Un enregistrement marqué par la présence de Carl Perkins
Le 1er juin 1964, les Beatles se retrouvent en studio pour enregistrer « Matchbox » sous la direction de George Martin. À cette occasion, Carl Perkins lui-même était présent à Abbey Road. Certains récits laissent entendre qu’il aurait joué la ligne de guitare d’introduction, bien que cela n’ait jamais été confirmé officiellement.
Le morceau nécessite cinq prises avant d’être jugé satisfaisant. Ringo Starr, en plus de jouer de la batterie, assure la partie vocale, qu’il double par la suite. L’énergie communicative du batteur confère au morceau une spontanité et une fraîcheur qui rappellent les origines du rockabilly. Le même soir, les Beatles enregistrent trois autres titres : « I’ll Cry Instead », « Slow Down » et « I’ll Be Back ».
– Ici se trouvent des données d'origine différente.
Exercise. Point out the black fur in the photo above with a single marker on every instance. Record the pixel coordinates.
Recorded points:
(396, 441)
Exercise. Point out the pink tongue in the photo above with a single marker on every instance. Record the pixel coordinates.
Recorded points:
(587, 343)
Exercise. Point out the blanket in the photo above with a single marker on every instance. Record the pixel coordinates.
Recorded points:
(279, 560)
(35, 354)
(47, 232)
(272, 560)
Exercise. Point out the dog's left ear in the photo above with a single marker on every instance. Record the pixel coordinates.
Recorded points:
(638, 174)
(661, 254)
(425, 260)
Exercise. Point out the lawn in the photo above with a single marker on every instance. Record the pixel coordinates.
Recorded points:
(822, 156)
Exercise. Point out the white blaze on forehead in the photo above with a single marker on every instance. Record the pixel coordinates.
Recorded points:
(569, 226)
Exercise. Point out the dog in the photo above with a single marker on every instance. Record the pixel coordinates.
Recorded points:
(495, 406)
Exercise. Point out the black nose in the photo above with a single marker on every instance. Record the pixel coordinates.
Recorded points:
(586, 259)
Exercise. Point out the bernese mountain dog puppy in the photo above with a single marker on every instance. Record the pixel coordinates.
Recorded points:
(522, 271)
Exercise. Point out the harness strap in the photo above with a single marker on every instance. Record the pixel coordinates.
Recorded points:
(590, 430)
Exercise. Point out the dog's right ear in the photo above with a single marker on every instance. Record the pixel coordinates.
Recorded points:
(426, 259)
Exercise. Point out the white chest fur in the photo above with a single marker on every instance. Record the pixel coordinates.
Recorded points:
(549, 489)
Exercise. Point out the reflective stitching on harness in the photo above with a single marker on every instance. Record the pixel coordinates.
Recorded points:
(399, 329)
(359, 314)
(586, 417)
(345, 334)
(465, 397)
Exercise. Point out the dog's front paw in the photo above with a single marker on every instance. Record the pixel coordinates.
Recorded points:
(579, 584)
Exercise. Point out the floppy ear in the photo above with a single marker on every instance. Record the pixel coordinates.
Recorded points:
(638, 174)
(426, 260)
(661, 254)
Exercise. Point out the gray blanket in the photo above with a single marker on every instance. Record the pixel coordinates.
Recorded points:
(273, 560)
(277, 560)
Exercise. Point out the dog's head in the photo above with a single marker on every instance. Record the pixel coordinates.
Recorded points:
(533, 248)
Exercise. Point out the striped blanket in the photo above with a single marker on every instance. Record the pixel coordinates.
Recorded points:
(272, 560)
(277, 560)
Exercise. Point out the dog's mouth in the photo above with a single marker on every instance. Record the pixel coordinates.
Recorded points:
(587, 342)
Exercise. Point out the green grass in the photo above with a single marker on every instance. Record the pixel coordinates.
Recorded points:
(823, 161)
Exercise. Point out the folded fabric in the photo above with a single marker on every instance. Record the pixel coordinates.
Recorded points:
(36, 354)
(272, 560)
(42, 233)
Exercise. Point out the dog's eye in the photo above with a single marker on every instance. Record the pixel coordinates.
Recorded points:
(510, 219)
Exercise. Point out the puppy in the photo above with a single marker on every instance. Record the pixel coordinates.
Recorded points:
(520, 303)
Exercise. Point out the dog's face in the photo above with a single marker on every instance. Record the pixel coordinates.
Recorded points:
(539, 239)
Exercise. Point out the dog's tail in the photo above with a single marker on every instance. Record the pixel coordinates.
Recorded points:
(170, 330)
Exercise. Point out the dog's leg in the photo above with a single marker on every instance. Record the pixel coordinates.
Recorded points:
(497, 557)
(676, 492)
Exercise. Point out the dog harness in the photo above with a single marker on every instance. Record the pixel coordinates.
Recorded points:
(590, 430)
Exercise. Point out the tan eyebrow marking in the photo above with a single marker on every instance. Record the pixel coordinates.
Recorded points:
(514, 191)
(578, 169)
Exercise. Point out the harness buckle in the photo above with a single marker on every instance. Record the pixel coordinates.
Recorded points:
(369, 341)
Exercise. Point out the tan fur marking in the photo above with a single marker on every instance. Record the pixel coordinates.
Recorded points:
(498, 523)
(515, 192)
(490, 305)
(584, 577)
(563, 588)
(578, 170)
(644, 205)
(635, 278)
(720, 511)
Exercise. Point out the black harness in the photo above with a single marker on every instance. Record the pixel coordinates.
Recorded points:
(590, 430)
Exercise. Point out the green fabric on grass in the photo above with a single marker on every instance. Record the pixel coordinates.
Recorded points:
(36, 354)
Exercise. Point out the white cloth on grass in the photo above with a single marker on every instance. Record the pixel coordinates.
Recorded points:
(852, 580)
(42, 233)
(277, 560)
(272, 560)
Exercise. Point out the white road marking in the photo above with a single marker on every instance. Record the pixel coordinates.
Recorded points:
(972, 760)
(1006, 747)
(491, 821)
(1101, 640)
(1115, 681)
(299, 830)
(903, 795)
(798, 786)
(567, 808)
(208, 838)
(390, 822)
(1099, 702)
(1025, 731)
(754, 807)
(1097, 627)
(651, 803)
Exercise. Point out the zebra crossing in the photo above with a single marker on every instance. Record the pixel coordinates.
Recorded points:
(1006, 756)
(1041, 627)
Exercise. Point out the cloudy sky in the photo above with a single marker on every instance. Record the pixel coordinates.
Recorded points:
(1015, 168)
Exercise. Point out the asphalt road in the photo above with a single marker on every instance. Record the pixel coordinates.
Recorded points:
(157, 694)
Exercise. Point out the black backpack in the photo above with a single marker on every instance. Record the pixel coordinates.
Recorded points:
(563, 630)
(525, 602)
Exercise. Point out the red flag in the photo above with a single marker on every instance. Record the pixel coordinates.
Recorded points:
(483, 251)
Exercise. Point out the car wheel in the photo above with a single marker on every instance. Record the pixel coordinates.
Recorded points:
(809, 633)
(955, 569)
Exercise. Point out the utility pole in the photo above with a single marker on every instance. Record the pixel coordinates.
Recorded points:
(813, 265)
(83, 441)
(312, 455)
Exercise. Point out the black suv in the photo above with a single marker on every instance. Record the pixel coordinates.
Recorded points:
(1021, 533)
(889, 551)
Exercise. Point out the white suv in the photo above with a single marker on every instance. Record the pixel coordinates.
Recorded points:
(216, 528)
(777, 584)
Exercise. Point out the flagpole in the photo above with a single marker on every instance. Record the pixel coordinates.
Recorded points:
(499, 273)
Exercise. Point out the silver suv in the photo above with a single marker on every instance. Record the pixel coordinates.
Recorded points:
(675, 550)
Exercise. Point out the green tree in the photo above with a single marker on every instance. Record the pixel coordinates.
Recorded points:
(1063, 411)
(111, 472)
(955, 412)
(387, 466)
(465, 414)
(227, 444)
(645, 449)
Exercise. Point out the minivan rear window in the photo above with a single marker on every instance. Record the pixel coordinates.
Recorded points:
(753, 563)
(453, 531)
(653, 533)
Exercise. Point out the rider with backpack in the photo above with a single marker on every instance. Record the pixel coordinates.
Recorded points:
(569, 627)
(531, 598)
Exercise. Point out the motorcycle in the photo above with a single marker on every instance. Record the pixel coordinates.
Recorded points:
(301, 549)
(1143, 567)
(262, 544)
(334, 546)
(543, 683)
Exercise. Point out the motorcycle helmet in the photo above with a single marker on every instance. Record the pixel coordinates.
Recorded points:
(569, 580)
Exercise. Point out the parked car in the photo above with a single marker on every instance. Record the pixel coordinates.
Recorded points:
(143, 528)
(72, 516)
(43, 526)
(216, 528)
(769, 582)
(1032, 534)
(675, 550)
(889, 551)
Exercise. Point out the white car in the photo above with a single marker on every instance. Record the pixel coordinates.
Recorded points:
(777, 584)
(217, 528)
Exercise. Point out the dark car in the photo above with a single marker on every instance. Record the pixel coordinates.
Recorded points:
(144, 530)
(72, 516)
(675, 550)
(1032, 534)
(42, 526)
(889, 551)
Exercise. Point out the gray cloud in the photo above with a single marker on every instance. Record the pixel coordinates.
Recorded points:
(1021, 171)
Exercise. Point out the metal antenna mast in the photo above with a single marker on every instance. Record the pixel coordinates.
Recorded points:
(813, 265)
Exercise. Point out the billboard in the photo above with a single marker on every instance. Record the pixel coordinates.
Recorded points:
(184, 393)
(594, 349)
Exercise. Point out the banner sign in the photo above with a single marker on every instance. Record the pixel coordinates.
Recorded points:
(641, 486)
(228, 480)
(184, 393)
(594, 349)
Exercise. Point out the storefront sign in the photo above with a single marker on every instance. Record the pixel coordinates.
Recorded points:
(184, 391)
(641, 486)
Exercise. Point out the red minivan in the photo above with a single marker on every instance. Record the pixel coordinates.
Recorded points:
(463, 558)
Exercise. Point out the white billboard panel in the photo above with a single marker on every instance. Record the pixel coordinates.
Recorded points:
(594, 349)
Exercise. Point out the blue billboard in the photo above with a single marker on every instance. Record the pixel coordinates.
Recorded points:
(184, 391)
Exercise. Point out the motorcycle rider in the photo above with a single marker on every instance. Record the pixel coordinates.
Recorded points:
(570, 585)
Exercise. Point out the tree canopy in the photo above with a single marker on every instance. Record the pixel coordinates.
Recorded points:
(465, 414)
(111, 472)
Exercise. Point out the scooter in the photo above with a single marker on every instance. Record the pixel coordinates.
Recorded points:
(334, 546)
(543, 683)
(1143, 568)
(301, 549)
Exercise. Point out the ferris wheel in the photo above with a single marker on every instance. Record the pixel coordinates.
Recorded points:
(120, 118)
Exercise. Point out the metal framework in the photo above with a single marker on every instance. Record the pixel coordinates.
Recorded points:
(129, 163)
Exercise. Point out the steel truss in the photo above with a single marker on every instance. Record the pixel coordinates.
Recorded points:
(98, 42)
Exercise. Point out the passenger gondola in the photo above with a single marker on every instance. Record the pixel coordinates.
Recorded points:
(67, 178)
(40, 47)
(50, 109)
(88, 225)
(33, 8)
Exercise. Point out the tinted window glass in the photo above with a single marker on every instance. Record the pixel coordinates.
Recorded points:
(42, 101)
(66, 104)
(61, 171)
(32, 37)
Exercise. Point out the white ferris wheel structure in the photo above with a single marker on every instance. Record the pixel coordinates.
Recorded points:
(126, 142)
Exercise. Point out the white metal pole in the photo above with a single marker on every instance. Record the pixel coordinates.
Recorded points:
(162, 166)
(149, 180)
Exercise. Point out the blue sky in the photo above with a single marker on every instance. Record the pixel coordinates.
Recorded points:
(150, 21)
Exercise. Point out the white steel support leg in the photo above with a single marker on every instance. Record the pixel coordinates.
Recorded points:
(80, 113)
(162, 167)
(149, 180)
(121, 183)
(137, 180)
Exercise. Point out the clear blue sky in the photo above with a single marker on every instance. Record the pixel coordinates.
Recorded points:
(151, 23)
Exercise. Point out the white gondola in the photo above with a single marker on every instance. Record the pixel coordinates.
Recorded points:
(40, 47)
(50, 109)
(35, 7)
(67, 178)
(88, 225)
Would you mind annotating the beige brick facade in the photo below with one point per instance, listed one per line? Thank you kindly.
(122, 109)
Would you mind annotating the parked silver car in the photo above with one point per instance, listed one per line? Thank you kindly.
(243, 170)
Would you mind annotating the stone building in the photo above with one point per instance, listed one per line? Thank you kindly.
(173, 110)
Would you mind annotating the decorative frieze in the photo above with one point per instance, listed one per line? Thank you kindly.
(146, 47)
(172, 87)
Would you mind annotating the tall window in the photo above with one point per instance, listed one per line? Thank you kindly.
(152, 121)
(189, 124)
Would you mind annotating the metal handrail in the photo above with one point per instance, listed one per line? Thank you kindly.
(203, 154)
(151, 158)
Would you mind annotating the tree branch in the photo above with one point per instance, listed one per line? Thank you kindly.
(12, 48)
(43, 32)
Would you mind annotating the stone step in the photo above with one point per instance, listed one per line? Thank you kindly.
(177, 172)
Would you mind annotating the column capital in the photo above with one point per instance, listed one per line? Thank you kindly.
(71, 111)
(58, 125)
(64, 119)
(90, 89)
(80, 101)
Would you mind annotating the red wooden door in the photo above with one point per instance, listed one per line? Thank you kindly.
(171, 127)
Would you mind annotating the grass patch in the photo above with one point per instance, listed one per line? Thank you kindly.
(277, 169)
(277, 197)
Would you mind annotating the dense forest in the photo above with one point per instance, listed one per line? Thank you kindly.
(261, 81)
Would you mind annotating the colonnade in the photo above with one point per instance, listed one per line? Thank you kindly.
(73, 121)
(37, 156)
Un titre qui échappe à A Hard Day’s Night
Initialement, « Matchbox » devait figurer sur la bande originale de A Hard Day’s Night, le troisième album du groupe. Toutefois, il est finalement jugé non essentiel et se retrouve relégué sur l’EP Long Tall Sally, publié le 19 juin 1964 au Royaume-Uni. Aux États-Unis, il sort en single le 20 juillet 1964, accompagné de « Slow Down » en face B.
L’absence du titre sur A Hard Day’s Night ne l’empêche pas de rencontrer le succès, notamment aux États-Unis où le rockabilly bénéficie encore d’une forte popularité. La voix rocailleuse de Ringo Starr et l’accompagnement instrumental nerveux rappellent l’énergie primitive du rock ‘n’ roll, confirmant la volonté des Beatles de rendre hommage à leurs idoles.
« Matchbox », une trace indélébile dans l’héritage des Beatles
Bien que « Matchbox » ne soit pas l’un des titres les plus emblématiques des Beatles, il constitue un témoignage précieux de l’influence du rock ‘n’ roll américain sur le groupe. La rencontre entre le blues originel de Blind Lemon Jefferson, la relecture rockabilly de Carl Perkins et l’interprétation dynamique des Beatles illustre à merveille la façon dont le groupe a su s’approprier ses influences pour les faire siennes.
Aujourd’hui encore, « Matchbox » demeure une pièce incontournable pour les amateurs du rock des années 1960, symbolisant l’osmose parfaite entre tradition et modernité. Il rappelle que si les Beatles ont été des innovateurs hors pair, ils étaient aussi de formidables passeurs, capables de transmettre l’énergie brute du rock ‘n’ roll à une nouvelle génération.